10 febbraio. Tracce di storia per non dimenticare

Il 10 febbraio 1947 nella capitale francese si firmavano i Trattati di pace di Parigi che assegnavano alla Jugoslavia l’Istria, il Quarnaro, la città di Zara con la sua provincia e la maggior parte della Venezia Giulia, precedentemente territori italiani.

Per questo il 10 febbraio è diventato il Giorno del ricordo, commemorazione istituita con la legge 92 del 30 marzo 2004, per “conservare e rinnovare la memoria della tragedia degli italiani e di tutte le vittime delle foibe, dell’esodo dalle loro terre degli istriani, fiumani e dalmati nel secondo dopoguerra e della più complessa vicenda del confine orientale” come recita l’articolo 1.

Gli eccidi e l’esodo

Le foibe sono delle caverne verticali proprie della regione carsica del Friuli Venezia Giulia e dell’Istria. Dall’8 settembre 1943 al 1947 vi furono gettati le vittime dei massacri perpetuati contro gli italiani per mano dei partigiani jugoslavi.

Ma le origini dei massacri vanno ricercate nella contesa secolare tra la popolazione italiana e la slava nata alla fine della Prima Guerra mondiale, quando il confine tra l’Italia e la Jugoslavia venne fissato dalla Linea Wilson e gli slavi si videro sottrarre buona parte dell’Istria assegnata all’Italia: circa 500mila di loro si ritrovò a vivere in territorio straniero, sotto il dominio italiano che durante il fascismo li costrinse alla nazionalizzazione. Il rancore serbato per decenni sfociò dopo l’8 settembre 1943 quando l’Italia, firmando l’armistizio con gli anglo-americani, perse il controllo dei territori, mentre i tedeschi assumevano il controllo del nord dell’Italia. Da quel momento i partigiani jugoslavi in Istria e in Dalmazia, rivendicando quelle terre, iniziarono a perseguire gli italiani fascisti (ma non solo) torturandoli e gettandoli nelle foibe.

Terminata la Seconda Guerra mondiale, nel maggio del 1945, l’esercito jugoslavo comandato da Tito (a capo dei partigiani durante la guerra, poi presidente della Jugoslavia, trasformata in Repubblica Federale, riunendo sotto il suo pugno di ferro varie etnie), andò alla conquista dei territori persi ai tempi della Grande Guerra. Occupò Trieste e l’Istria e ripresero gli infoibamenti e man mano che l’esercito titino occupava l’Istria obbligava gli italiani ad abbandonarla.

Occorre ricordare, la Strage di Vergarolla del 18 agosto 1946, quella che alcuni definiscono come il primo atto terroristico della  Repubblica italiana appena sorta.

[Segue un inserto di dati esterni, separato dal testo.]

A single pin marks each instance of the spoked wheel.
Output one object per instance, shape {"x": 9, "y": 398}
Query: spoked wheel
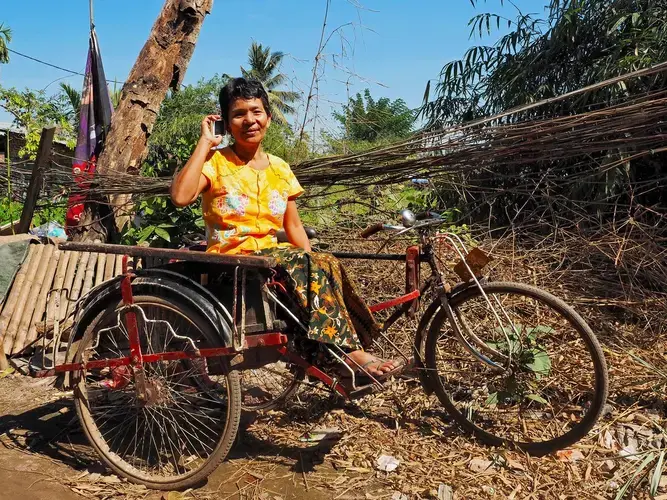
{"x": 269, "y": 386}
{"x": 533, "y": 375}
{"x": 185, "y": 426}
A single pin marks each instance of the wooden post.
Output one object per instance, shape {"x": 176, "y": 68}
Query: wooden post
{"x": 43, "y": 157}
{"x": 160, "y": 66}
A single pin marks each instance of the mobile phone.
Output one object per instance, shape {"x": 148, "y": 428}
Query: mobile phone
{"x": 218, "y": 127}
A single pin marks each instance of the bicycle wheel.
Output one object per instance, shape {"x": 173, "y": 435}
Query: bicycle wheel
{"x": 186, "y": 425}
{"x": 549, "y": 383}
{"x": 270, "y": 386}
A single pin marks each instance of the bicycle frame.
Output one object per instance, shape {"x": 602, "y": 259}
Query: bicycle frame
{"x": 134, "y": 317}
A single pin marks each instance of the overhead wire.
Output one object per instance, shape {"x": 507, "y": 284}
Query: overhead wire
{"x": 35, "y": 59}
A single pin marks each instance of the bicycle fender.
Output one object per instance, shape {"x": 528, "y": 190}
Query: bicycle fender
{"x": 158, "y": 282}
{"x": 423, "y": 328}
{"x": 420, "y": 339}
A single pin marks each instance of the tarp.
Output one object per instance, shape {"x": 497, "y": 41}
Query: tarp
{"x": 94, "y": 122}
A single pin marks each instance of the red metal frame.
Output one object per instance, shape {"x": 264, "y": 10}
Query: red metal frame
{"x": 277, "y": 340}
{"x": 270, "y": 339}
{"x": 395, "y": 302}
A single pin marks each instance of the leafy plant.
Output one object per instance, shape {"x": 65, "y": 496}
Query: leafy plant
{"x": 9, "y": 210}
{"x": 523, "y": 346}
{"x": 265, "y": 67}
{"x": 33, "y": 110}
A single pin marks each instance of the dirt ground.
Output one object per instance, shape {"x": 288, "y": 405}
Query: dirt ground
{"x": 44, "y": 454}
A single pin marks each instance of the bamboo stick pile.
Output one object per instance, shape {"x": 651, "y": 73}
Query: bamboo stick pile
{"x": 46, "y": 289}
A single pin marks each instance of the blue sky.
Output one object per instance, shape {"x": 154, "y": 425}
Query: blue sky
{"x": 393, "y": 46}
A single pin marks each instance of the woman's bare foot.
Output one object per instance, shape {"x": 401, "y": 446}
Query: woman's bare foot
{"x": 373, "y": 365}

A Vergarolla, la spiaggia di Pola (città istriana al tempo amministrata dalle truppe britanniche per conto degli alleati, giacevano da tempo ordigni bellici, bombe disinnescate dagli artificieri e considerate innocue. Quel giorno si sarebbero dovute svolgere le tradizionali gare natatorie per la Coppa Scarioni, organizzate dalla società dei canottieri Pietas Julia. Secondo le cronache dell’epoca la manifestazione richiamava all’intenzione di italianità della città, ambita da Tito.  La spiaggia era affollata, tanti i bambini, quando alle 14,15 ci fu una grande esplosione che provocò 65 vittime identificate, i resti ritrovati, invece, contano tra i 109 alle 116 spoglie, 211 furono i feriti. Secondo i documenti conservati negli archivi di Londra, consultati per la prima volta dallo storico Gaetano Dato per il suo *libro edito nel 2014 sulla strage, l’esplosione fu provocata dai residuati bellici. L’attentato non è stato mai rivendicato ed è rimasto impunito.

La strage diete maggior impulso all’esodo.

Complessivamente le persone di nazionalità e lingua italiana o nazionalità mista della Venezia Giulia e della Dalmazia costrette ad abbandonare la loro casa e tutto ciò che possedevano – evento storico noto come l’Esodo giuliana dalmata o Esodo istriano) si stima siano state tra le 250 e le 350mila.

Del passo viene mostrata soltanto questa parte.